Stanford residents aim to make clinics more sustainable


The US healthcare system is responsible for almost 9% of the country’s total carbon emissions. These emissions are part of a larger climate crisis that is harming human health, according to recent reports from the Lancet Countdown on Health and Climate Change and the World Health Organization.

Last summer and fall, a cohort of Stanford Medicine residents saw this reality firsthand as they treated patients whose health was affected by wildfires, among other climate-related health issues.

“The link between climate and health care has been front and center for many of us, as we have seen patients affected by heat and smoke, and we recognize that the health care industry contributes significantly to climate change,” said dermatology resident Paige. Wolstencroft, MD.

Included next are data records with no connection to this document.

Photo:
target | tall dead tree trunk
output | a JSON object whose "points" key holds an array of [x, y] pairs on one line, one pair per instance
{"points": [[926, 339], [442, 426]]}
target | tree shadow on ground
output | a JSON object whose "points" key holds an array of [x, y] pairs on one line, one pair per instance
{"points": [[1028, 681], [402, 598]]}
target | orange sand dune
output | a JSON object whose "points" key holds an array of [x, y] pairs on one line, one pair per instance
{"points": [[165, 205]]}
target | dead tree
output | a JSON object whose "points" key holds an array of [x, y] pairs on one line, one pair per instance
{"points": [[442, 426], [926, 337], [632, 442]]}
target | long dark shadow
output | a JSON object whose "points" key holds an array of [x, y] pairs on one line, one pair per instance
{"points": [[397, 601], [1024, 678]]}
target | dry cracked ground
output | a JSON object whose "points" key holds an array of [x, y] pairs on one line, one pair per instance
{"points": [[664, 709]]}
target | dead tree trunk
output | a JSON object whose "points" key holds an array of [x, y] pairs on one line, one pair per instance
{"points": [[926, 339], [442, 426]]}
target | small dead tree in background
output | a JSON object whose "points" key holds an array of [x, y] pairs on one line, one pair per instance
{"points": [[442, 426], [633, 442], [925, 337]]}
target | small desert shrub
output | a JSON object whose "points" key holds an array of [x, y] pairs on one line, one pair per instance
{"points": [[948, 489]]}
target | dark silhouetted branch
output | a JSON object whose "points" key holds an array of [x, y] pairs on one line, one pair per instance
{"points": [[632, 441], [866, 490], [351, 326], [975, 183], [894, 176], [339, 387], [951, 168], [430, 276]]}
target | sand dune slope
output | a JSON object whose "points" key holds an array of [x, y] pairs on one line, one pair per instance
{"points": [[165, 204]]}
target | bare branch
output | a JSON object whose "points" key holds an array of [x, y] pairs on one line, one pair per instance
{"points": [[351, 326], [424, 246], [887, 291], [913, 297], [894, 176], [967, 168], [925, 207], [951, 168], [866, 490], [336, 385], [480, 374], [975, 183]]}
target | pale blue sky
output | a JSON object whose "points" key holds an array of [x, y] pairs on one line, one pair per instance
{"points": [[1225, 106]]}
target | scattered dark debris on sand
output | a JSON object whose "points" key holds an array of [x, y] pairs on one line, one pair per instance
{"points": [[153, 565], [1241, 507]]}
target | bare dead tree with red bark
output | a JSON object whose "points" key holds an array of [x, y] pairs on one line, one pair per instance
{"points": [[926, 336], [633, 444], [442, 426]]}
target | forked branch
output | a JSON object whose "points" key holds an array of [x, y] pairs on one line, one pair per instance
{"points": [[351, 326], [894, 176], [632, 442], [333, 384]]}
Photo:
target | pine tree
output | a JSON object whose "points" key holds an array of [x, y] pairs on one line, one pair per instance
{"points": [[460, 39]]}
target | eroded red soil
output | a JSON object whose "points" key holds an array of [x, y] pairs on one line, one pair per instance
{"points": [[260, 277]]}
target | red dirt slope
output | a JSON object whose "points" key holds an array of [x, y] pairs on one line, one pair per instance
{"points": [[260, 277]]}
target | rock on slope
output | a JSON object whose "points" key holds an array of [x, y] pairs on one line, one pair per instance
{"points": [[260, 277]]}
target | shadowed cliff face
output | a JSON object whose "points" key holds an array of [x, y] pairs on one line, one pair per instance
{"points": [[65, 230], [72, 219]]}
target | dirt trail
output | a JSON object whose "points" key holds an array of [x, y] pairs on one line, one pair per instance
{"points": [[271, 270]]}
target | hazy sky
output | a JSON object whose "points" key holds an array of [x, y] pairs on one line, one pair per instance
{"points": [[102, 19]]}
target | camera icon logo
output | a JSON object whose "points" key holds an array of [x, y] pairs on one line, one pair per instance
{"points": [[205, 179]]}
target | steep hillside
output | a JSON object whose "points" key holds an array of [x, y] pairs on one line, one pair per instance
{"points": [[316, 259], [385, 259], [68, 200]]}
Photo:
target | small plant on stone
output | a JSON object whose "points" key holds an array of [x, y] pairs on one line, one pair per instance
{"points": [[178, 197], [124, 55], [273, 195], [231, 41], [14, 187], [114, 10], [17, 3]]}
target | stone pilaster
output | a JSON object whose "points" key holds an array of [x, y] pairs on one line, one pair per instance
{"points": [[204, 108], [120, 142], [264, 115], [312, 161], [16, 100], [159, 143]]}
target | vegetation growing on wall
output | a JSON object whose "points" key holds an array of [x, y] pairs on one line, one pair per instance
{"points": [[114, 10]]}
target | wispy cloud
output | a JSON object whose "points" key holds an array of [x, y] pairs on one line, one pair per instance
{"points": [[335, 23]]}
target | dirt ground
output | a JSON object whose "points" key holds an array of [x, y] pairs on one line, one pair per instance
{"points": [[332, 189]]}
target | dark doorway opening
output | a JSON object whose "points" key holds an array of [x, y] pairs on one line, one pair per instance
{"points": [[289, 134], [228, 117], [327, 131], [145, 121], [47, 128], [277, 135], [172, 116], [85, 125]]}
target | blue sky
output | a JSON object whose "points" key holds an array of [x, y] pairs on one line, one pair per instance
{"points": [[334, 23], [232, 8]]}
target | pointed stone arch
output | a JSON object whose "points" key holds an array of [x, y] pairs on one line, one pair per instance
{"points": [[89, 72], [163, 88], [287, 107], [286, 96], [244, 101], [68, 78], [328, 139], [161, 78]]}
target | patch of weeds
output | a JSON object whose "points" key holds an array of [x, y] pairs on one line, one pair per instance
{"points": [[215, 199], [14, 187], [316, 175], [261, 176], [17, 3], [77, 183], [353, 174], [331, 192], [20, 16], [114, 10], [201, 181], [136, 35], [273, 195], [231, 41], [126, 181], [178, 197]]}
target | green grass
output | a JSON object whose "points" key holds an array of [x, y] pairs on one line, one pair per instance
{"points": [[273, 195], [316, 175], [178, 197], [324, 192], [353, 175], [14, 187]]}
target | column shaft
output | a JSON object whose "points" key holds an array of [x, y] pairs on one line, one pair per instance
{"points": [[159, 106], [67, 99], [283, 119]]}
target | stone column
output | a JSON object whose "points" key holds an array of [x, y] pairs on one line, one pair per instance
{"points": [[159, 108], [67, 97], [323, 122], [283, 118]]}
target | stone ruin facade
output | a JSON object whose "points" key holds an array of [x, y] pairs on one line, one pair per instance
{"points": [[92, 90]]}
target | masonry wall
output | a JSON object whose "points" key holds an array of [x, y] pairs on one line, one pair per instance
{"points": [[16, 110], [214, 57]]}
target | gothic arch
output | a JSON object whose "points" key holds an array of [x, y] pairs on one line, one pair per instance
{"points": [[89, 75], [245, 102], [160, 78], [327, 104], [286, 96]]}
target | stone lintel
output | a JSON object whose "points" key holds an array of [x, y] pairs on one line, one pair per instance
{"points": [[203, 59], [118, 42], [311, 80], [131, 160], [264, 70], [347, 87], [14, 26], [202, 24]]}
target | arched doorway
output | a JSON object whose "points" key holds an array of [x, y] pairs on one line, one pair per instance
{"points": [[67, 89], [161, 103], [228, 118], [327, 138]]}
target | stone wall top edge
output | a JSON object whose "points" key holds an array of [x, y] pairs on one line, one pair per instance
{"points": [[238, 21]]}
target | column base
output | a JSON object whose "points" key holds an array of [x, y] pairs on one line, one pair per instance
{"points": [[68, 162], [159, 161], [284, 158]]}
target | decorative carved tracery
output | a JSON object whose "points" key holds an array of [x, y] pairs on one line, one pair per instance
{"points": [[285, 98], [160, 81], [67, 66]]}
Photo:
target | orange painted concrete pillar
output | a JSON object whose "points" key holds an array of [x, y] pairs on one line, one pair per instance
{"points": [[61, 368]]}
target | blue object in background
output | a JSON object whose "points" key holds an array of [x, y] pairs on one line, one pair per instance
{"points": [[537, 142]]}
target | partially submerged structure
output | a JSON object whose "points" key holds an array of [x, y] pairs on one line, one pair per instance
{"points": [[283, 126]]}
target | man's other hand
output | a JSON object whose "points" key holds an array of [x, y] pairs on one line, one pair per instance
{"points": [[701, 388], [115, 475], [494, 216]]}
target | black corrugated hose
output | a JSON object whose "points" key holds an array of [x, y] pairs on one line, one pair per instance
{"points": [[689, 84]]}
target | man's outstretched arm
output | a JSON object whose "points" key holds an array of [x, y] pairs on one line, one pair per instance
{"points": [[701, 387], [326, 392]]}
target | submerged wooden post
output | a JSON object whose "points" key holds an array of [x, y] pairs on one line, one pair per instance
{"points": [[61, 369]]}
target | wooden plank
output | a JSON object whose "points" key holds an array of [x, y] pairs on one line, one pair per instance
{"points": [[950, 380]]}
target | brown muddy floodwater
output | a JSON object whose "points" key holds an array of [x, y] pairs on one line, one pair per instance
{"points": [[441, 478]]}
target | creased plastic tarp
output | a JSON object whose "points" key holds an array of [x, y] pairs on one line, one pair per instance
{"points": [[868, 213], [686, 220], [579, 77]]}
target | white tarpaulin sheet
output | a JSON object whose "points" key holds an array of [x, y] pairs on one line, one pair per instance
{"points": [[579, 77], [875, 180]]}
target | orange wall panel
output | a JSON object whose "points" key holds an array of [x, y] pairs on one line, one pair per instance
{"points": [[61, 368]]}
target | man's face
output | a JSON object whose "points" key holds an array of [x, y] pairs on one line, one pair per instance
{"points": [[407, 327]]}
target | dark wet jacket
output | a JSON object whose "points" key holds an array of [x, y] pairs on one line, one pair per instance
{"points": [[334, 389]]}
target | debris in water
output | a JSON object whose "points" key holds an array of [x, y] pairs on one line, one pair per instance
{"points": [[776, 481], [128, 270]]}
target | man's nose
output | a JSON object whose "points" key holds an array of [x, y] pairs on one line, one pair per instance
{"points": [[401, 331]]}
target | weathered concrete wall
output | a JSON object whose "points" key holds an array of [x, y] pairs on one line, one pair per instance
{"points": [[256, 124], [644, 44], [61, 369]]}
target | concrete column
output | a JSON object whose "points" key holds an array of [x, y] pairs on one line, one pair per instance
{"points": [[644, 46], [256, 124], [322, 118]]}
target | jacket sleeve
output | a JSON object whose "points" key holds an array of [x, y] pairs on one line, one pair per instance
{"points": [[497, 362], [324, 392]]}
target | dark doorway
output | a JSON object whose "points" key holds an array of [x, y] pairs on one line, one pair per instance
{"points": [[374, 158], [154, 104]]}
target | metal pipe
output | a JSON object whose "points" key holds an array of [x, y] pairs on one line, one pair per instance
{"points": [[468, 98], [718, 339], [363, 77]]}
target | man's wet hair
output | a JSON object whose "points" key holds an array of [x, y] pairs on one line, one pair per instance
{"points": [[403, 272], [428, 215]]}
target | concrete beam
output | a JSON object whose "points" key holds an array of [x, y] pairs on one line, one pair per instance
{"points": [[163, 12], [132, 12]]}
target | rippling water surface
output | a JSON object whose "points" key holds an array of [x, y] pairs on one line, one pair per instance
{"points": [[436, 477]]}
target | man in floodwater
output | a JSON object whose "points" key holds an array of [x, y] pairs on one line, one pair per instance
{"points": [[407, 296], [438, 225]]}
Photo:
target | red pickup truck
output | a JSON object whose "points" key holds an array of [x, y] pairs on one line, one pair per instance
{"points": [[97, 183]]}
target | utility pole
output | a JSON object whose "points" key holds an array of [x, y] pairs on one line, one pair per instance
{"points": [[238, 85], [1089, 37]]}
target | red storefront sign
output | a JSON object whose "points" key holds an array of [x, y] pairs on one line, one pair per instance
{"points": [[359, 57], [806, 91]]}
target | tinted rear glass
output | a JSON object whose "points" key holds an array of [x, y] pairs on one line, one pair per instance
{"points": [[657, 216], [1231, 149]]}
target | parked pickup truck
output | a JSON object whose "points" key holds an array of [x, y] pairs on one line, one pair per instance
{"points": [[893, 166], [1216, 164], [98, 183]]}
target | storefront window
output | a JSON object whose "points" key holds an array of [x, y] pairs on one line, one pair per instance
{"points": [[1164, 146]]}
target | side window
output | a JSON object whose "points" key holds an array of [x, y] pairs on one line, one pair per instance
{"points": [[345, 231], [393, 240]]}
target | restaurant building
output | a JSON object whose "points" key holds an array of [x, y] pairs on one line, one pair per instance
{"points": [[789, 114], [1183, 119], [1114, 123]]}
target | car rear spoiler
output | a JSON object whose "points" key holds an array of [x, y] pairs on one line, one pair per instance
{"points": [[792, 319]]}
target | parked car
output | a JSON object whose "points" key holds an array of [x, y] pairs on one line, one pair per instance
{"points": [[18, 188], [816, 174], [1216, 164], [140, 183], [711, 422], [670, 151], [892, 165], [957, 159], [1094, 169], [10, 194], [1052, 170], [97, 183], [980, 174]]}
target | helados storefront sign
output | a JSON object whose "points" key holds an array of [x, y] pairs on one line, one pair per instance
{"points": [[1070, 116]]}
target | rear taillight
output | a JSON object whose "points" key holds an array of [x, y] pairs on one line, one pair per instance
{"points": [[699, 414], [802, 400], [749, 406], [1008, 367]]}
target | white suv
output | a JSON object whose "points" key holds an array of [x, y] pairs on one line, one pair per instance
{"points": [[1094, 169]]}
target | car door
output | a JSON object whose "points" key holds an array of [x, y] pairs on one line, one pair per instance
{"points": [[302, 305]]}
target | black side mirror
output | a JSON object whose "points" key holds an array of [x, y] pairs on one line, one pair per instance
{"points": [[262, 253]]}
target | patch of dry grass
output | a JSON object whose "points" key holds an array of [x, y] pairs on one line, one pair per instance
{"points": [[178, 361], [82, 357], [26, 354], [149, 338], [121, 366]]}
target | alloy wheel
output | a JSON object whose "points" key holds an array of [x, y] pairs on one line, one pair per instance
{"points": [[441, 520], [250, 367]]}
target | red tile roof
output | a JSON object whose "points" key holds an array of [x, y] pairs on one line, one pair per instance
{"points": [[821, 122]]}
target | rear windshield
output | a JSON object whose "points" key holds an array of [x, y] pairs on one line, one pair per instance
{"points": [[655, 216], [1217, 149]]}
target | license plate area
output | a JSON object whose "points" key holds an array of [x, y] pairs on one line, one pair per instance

So when this cohort of Stanford dermatology residents had the opportunity to participate in a quality improvement project — one that operates within a framework used to systematically improve an organization’s processes and systems. The idea was to improve an aspect of their medical practice in the spring of 2021, they focused on sustainability.

Wolstencroft and colleagues from the Department of Anesthesiology and the Stanford Resident Safety Council developed a project focused on reducing waste from trays typically used during skin biopsies, under the mentorship of Bernice Kwong, MD.

Their efforts have already caught the attention of professors at the School of Medicine who have advocated for more climate-friendly practices.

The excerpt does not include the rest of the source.